A vector of cell indices for the first group of cells.

cells2

A vector of cell indices for the second group of cells.

logfc_threshold

The minimum absolute log fold change to consider a gene as differentially expressed. Defaults to 0, meaning all genes are taken into considereation.

min_pct_threshold

The minimum fraction of cells expressing a gene form each cell population to consider the gene as differentially expressed. Increasing the value will speed up the function. Defaults to 0.1.

average_expression_threshold

The minimum average expression that a gene should have in order to be considered as differentially expressed.

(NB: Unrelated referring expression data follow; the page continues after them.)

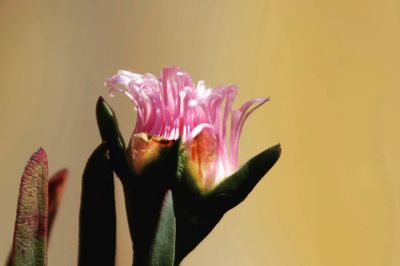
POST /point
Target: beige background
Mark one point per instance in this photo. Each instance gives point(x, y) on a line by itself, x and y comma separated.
point(330, 67)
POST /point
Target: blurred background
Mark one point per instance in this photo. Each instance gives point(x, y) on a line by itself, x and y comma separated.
point(330, 67)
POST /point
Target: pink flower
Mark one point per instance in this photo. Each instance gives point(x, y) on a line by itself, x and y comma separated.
point(172, 107)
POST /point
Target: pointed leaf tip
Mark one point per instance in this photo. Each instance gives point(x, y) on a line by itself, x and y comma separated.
point(236, 188)
point(30, 236)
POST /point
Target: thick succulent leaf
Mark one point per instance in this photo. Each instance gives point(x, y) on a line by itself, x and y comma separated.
point(144, 196)
point(56, 190)
point(236, 187)
point(30, 236)
point(162, 252)
point(97, 228)
point(197, 214)
point(110, 134)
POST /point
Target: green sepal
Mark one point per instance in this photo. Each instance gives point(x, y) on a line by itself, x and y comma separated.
point(97, 220)
point(162, 251)
point(197, 213)
point(144, 198)
point(235, 188)
point(110, 134)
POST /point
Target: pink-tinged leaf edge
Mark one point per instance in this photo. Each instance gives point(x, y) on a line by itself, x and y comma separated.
point(56, 190)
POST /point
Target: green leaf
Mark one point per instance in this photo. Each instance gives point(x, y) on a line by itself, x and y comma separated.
point(163, 247)
point(144, 197)
point(30, 237)
point(97, 228)
point(197, 214)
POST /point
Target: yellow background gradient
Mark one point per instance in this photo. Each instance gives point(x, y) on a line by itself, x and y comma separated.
point(330, 67)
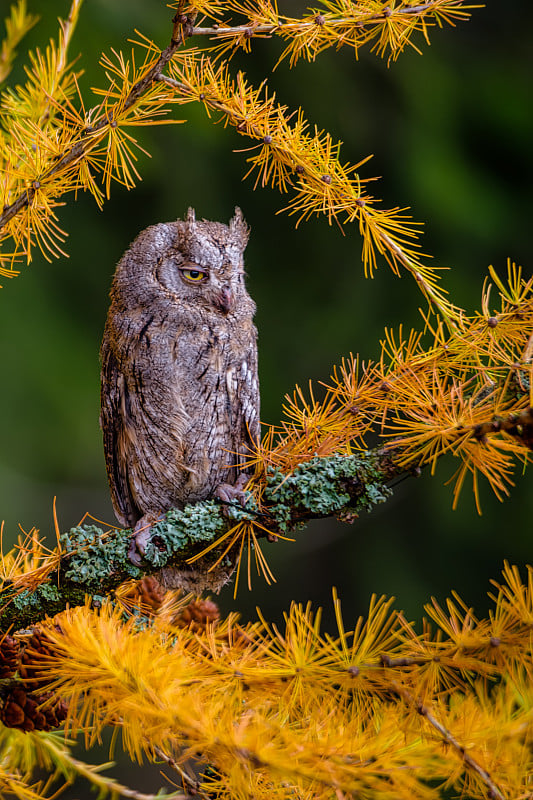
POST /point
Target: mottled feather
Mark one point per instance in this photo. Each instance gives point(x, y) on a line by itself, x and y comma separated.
point(180, 395)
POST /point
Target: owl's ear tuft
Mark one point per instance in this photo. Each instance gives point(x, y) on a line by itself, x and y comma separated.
point(238, 228)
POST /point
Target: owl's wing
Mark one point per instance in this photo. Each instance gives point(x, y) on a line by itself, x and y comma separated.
point(243, 391)
point(115, 424)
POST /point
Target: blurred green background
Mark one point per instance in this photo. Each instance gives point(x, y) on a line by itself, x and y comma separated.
point(451, 134)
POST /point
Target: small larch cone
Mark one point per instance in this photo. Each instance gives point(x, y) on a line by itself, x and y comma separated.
point(9, 656)
point(197, 615)
point(37, 646)
point(27, 711)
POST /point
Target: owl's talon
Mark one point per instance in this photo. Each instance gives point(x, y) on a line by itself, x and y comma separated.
point(141, 534)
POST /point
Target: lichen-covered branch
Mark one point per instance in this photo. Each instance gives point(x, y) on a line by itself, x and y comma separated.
point(91, 561)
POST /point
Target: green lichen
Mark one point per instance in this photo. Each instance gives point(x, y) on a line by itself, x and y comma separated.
point(96, 557)
point(180, 530)
point(322, 487)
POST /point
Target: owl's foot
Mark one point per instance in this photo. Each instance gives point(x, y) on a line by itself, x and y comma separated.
point(233, 494)
point(141, 534)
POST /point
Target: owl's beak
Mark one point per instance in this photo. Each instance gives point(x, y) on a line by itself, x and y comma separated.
point(225, 300)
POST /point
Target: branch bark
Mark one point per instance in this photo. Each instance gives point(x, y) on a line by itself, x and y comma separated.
point(91, 561)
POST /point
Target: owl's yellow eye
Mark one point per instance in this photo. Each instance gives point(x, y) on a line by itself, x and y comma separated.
point(194, 275)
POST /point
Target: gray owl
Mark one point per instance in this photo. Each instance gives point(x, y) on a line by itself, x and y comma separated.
point(180, 395)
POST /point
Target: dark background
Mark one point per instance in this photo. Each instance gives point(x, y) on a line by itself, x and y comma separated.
point(451, 131)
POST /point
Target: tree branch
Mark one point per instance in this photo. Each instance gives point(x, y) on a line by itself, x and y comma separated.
point(320, 19)
point(91, 561)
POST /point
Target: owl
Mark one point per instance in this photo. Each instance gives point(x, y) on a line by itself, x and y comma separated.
point(179, 385)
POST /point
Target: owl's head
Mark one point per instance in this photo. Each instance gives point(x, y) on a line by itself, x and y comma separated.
point(195, 262)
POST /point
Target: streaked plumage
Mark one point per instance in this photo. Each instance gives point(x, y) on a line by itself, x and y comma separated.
point(180, 396)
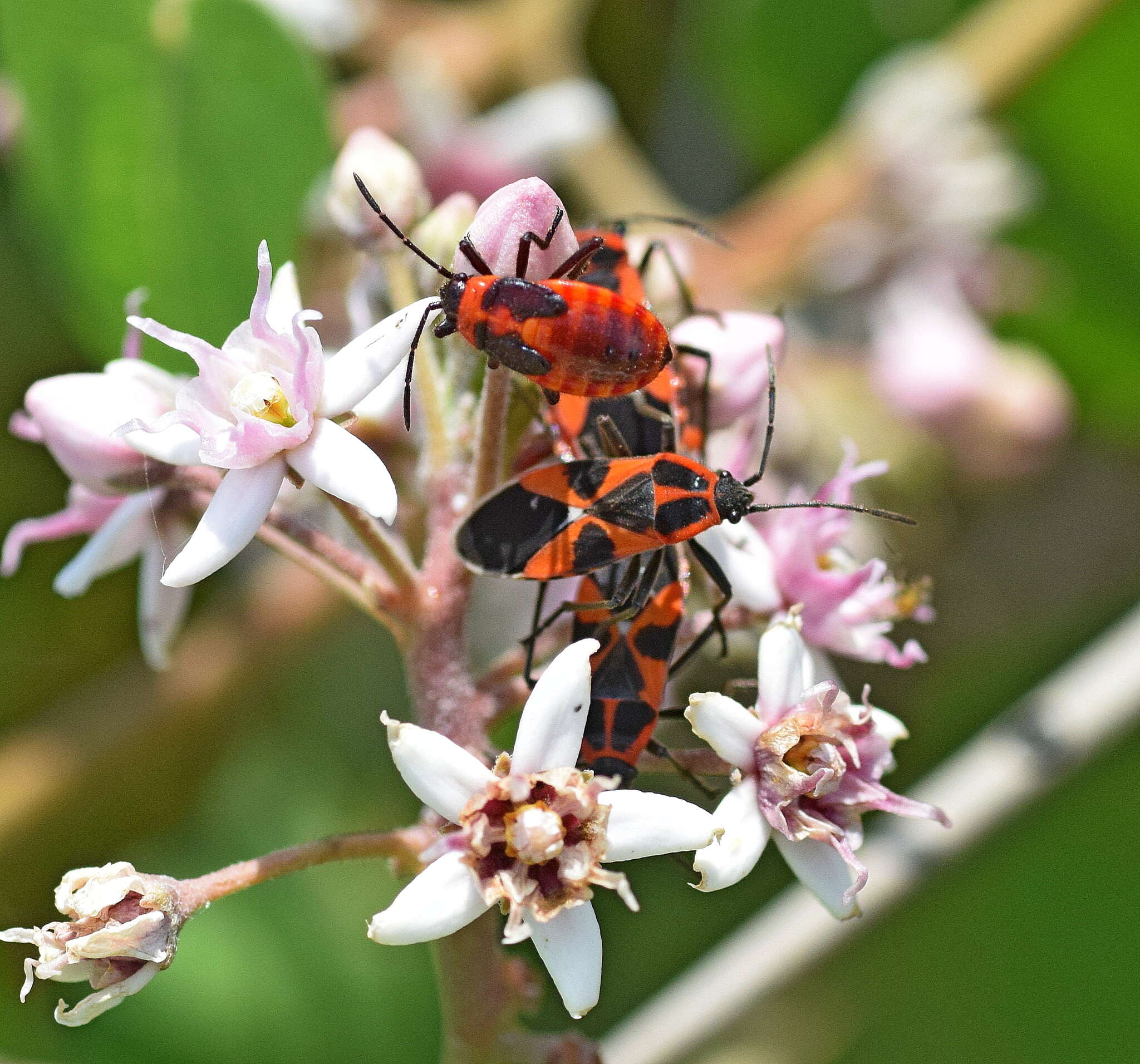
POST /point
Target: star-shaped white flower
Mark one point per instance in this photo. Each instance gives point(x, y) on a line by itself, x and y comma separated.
point(533, 834)
point(810, 763)
point(265, 402)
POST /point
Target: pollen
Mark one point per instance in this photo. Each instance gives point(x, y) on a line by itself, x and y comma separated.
point(262, 395)
point(535, 834)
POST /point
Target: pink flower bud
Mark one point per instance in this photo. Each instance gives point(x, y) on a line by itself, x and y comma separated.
point(739, 342)
point(527, 206)
point(392, 177)
point(77, 417)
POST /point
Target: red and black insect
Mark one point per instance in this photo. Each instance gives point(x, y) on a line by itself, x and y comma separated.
point(564, 335)
point(575, 518)
point(630, 670)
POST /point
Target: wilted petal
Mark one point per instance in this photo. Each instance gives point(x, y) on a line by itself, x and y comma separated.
point(161, 610)
point(444, 898)
point(782, 670)
point(364, 363)
point(339, 463)
point(439, 772)
point(571, 946)
point(232, 520)
point(821, 868)
point(554, 717)
point(122, 538)
point(734, 855)
point(643, 824)
point(177, 445)
point(99, 1003)
point(726, 726)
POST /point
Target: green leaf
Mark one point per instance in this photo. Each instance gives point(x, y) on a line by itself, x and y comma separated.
point(161, 142)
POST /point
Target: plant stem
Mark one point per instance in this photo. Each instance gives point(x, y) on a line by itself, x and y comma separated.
point(490, 437)
point(382, 546)
point(195, 893)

average_expression_group1_threshold

The minimum average expression that a gene should have in the first group of cells to be considered as differentially expressed. Defaults to 0.

min_diff_pct_threshold

The minimum difference in the fraction of cells expressing a gene between the two cell populations to consider the gene as differentially expressed. Defaults to -Inf.

used_slot

Parameter that provides additional information about the expression matrix, whether it was scaled or not. The value of this parameter impacts the calculation of the fold change. If data, the function will calculates the fold change as the fraction between the log value of the average of the expression raised to exponential for the two cell groups. If scale.data, the function will calculate the fold change as the fraction between the average of the expression values for the two cell groups. Other options will default to calculating the fold change as the fraction between the log value of the average of the expression values for the two cell groups. Defaults to data.

norm_method

The normalization method used to normalize the expression matrix. The value of this parameter impacts the calculation of the average expression of the genes when used_slot = "data". If LogNormalize, the log fold change will be calculated as described for the used_slot parameter. Otherwise, the log fold change will be calculated as the fraction between the log value of the average of the expression values for the two cell groups. Defaults to SCT.

expression_h5_path

The path to the h5 file containing the expression matrix. The h5 file should contain the following fields: expression_matrix, rank_matrix, average_expression, genes. The file path defaults to expression.h5.

pseudocount_use

The pseudocount to add to the expression values when calculating the average expression of the genes, to avoid the 0 value for the denominator. Defaults to 1.

base

The base of the logharithm. Defaults to 2.

verbose

Whether to print messages about the progress of the function. Defaults to TRUE.

check_difference

Whether to perform set difference between the two cells. Defaults to TRUE.

Value

A data frame containing the following columns:

  • gene: The gene name.

  • avg_log2FC: The average log fold change between the two cell groups.

  • p_val: The p-value of the Wilcoxon rank sum test.

  • p_val_adj: The adjusted p-value of the Wilcoxon rank sum test.

  • pct.1: The fraction of cells expressing the gene in the first cell group.

  • pct.2: The fraction of cells expressing the gene in the second cell group.

  • avg_expr_group1: The average expression of the gene in the first cell group.

  • avg_expr: The average expression of the gene.